‘Bitter Sweet Symphony’ namesake copyright dispute solved
Written by Ellis Sweetenham on 24 May 2019« Return to Reading Room
A dispute that has been rolling on for 22 years has finally come to an end.
One of the biggest songs on the 90’s, The Verve’s Bitter Sweet Symphony is at the top of many people’s hit list.
However, the song’s writer Richard Ashcroft has been locked into a copyright battle for over 20 years and has not been receiving royalties for the song until now.
The issue began in 1997 when the song was released. The song samples an orchestral version of the Stones hit ‘The Last Time’.
Ashcroft sought permission to use the song and was granted a license to use a five note segment in exchange for half of the royalties by the Stone manager Allen Klein.
However, when the song was complete Klein argued that the Verve had breached the agreement and used more than the allowed amount of the song.

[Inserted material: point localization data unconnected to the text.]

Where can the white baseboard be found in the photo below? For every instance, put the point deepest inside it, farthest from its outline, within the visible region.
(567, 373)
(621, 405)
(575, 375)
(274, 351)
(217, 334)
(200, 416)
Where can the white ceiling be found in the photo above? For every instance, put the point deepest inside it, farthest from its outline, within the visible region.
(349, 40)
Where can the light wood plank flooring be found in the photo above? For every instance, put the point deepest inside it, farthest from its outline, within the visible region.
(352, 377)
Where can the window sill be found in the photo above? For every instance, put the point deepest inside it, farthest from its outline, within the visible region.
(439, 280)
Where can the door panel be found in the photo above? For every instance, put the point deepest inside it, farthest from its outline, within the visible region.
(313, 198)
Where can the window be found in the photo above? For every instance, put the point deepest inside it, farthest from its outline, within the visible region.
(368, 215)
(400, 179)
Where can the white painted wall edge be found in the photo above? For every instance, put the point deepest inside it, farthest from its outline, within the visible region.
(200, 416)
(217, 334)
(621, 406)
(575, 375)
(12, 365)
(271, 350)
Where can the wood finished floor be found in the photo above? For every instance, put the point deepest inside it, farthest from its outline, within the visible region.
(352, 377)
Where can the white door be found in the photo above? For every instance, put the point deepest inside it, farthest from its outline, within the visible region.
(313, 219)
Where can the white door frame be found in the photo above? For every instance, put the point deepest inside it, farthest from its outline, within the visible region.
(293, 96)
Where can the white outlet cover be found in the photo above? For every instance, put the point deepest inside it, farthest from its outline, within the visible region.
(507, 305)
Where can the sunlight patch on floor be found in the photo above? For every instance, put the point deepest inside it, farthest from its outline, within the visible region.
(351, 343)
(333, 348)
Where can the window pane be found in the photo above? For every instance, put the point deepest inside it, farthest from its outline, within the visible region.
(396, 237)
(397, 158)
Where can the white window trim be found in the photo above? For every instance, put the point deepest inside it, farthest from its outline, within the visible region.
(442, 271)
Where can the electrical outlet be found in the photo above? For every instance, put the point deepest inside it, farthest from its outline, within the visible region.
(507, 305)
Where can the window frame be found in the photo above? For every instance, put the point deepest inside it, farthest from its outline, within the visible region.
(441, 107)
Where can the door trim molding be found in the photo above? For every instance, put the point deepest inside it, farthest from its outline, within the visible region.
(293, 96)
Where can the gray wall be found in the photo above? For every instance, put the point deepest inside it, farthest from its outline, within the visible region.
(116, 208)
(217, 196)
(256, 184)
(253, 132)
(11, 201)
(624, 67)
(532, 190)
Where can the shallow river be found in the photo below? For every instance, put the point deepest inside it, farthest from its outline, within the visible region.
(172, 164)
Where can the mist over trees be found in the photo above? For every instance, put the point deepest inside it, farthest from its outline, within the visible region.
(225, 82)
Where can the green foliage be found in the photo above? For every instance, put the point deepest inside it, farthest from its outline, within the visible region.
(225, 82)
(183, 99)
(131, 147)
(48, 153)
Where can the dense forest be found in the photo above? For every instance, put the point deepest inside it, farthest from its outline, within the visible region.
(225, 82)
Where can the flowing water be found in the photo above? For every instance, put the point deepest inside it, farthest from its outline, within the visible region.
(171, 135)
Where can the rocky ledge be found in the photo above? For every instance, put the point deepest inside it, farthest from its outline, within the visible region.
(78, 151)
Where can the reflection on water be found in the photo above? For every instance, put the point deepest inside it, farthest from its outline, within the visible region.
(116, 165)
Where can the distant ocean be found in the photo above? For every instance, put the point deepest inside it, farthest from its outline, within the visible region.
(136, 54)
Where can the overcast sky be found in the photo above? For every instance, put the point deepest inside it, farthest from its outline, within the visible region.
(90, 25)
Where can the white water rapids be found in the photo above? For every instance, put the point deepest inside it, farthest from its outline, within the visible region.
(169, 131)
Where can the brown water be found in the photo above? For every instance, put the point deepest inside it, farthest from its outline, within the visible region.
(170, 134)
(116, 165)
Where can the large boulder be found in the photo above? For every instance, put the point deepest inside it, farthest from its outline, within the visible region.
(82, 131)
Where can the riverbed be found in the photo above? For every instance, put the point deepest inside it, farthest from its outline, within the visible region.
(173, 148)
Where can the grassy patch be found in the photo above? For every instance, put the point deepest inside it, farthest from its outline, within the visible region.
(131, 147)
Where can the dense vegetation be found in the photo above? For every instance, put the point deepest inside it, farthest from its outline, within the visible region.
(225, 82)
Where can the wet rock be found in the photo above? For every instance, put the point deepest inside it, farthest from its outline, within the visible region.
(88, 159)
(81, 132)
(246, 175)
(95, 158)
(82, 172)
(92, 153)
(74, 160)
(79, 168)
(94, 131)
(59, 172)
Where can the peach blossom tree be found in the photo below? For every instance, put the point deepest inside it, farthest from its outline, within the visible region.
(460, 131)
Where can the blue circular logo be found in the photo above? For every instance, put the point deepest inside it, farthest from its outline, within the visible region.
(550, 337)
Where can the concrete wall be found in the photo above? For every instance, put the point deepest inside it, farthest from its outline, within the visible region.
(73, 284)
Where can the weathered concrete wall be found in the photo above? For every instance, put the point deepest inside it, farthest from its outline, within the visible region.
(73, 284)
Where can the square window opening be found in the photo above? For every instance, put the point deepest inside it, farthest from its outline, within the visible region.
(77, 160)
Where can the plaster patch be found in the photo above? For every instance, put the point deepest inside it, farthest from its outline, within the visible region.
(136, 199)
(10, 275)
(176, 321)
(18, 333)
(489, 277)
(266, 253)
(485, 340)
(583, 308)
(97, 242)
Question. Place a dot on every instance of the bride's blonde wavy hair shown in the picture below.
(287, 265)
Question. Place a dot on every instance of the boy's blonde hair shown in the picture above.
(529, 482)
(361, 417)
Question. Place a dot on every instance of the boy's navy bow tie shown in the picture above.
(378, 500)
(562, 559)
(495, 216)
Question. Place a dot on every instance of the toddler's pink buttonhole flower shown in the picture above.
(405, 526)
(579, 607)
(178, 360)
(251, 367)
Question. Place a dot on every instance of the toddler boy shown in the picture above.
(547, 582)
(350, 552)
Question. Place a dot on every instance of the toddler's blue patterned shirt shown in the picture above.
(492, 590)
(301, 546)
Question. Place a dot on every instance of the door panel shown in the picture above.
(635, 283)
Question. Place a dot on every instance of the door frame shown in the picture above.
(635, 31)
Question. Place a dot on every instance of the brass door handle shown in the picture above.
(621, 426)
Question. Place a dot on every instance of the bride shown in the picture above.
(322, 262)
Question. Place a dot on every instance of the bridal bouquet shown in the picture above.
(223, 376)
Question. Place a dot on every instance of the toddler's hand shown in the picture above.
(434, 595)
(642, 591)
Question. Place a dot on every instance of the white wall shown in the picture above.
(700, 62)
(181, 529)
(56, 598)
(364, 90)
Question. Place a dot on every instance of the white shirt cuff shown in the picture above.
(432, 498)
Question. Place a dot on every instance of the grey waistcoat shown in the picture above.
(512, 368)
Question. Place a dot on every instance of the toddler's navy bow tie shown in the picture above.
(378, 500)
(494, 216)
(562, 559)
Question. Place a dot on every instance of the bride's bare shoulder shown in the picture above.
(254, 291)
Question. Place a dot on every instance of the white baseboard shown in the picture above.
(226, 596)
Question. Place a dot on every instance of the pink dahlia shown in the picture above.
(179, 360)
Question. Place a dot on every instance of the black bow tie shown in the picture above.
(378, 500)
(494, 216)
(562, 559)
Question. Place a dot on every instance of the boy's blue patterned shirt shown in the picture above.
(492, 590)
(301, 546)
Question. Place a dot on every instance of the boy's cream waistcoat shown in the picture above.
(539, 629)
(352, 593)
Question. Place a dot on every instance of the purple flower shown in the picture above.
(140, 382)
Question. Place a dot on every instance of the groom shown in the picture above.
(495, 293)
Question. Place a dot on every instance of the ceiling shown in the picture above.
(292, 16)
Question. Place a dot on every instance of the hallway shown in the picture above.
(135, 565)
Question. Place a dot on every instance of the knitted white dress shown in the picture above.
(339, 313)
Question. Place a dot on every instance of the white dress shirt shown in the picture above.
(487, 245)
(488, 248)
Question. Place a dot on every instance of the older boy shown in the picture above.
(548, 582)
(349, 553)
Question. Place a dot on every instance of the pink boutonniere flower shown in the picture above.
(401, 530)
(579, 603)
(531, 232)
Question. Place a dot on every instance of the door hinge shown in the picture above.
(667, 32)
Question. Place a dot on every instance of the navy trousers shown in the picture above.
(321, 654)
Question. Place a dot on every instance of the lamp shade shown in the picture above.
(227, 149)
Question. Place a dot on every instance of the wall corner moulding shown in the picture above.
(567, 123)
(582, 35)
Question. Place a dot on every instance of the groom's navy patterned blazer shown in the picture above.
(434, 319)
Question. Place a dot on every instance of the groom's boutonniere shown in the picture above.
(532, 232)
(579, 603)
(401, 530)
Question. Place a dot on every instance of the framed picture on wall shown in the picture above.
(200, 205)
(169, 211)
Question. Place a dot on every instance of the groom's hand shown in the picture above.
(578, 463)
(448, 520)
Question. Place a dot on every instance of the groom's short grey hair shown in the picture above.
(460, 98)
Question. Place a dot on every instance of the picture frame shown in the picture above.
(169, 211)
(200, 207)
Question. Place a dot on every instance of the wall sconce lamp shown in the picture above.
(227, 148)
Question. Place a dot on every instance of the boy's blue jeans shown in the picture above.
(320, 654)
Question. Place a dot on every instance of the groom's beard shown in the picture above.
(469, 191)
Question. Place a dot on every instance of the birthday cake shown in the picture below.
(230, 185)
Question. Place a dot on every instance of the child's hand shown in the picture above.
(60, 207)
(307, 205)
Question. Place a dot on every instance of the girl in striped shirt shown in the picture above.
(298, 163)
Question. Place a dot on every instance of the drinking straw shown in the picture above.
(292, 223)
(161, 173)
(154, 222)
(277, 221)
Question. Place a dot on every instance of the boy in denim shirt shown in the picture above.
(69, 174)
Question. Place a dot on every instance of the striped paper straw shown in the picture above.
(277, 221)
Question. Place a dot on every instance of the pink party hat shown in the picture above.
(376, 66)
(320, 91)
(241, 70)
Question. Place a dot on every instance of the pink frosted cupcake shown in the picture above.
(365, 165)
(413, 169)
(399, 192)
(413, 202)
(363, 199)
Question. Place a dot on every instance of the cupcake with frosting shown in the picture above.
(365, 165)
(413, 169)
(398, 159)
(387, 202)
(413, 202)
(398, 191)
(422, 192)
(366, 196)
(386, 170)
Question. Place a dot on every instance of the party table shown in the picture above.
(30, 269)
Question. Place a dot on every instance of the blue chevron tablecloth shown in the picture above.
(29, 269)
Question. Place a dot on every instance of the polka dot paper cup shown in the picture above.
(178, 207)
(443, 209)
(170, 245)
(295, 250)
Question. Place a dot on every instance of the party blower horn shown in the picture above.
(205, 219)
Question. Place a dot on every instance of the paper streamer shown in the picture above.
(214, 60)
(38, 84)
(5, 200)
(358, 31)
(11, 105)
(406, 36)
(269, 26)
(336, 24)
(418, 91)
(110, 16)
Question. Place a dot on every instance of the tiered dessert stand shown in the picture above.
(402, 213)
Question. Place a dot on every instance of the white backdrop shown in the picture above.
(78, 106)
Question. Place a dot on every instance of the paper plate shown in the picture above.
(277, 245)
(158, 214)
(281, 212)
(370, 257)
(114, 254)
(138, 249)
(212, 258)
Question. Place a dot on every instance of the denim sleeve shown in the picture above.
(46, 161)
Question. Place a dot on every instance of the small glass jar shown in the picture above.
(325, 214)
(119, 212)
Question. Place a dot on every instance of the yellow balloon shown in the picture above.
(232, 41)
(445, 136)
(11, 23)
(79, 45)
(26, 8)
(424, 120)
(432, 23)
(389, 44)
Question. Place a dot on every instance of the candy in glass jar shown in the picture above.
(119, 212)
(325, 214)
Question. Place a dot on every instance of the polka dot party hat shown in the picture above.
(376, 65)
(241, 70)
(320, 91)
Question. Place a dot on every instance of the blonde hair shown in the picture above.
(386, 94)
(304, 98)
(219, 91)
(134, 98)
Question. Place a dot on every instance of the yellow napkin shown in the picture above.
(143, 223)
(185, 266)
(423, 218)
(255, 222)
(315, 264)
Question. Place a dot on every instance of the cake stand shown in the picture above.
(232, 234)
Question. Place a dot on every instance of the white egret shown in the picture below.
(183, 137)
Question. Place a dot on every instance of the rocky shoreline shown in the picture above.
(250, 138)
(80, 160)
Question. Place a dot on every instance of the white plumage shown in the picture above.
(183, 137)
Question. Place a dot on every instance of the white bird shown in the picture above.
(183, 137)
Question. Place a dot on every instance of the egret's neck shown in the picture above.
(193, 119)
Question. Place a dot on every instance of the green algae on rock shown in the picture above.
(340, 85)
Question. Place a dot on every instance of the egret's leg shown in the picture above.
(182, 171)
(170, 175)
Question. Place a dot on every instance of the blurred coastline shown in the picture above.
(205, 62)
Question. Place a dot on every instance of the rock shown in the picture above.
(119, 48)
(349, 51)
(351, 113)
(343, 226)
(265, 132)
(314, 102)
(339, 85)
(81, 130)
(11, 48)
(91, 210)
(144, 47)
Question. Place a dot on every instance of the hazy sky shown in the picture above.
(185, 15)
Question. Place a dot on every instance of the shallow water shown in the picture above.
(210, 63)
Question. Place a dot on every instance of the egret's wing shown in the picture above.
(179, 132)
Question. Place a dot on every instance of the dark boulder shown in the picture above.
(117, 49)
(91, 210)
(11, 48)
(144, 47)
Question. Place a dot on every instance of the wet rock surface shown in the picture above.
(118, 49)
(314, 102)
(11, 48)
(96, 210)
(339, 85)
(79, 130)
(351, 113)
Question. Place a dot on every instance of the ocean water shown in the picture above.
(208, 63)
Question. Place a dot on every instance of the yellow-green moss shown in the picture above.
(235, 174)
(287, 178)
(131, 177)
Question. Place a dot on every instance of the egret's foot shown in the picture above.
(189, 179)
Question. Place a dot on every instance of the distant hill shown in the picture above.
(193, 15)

This sparked a copyright infringement claim which resulted in all royalties from the song, including any award recognition, going to Mick Jagger and Keith Richards of the Rolling Stones.
However, this year during his speech at the Ivor Novello Awards, Richard Ashcroft announced that all the rights have been signed back over to him after discussions with Jagger, Richards and the Stones new manager. He thanked the two musicians and highlighted that he never had any personal issues with them, but the situation was due to Klein.
The Rolling Stones also acknowledged this in a statement which read that Ashcroft has been denied the rights to ‘one of his most iconic songs, including the lyrical content" for more than two decades.’.